In line with the regional market, profit conversion at hotels in Dubai is under pressure. Having been recorded at 48.6 percent of total revenue in January 2016, it fell back to 44.5 percent in the month.
“The oversaturation of the Dubai hotel market is no more clearly illustrated than in months like this, when an additional 35,000 people in the city fail to spur an increase in top- and bottom-line performance,” said Grove. “Against a backdrop of challenging economic conditions, profit decline is likely to continue at hotels in Dubai for some months to come.”
Profit & Loss Key Performance Indicators – Dubai (in USD)
January 2019 v January 2018
RevPAR: -11.6% to $211.45
TRevPAR: -8.2% to $343.65
Payroll: +1.0 pts. to 23.3%
GOPPAR: -13.9% to $152.96
One bright spot in the region was Alexandria, where profit per room soared by 40.3 percent YOY in January to $38.23. The city continued to benefit from the recovery in the wider Egypt economy.
Growth in profit was fuelled by increases across all revenue centres, which contributed to the 27.3 percent increase in TRevPAR to $96.63.
This was the 31st consecutive month of profit growth for hotels in Alexandria and as a result of the robust increase this month, profit conversion in January was recorded at 39.6 percent of total revenue.
Profit & Loss Key Performance Indicators – Alexandria (in USD)
January 2019 v.
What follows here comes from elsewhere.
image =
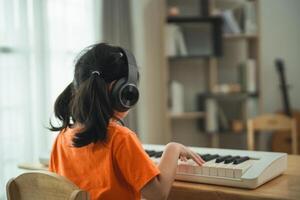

January 2018
RevPAR: +26.4% to $59.04
TRevPAR: +27.3% to $96.63
Payroll: +0.1 pts. to 22.8%
GOPPAR: +40.3% to $38.23
Occupancy (%) – Is that proportion of the bedrooms available during the period which are occupied during the period.
Average Room Rate (ARR) – Is the total bedroom revenue for the period divided by the total bedrooms occupied during the period.
Room Revpar (RevPAR) – Is the total bedroom revenue for the period divided by the total available rooms during the period.
Total Revpar (TRevPAR) – Is the combined total of all revenues divided by the total available rooms during the period.
Payroll % – Is the payroll for all hotels in the sample as a percentage of total revenue.
GOP PAR – Is the Total Gross Operating Profit for the period divided by the total available rooms during the period.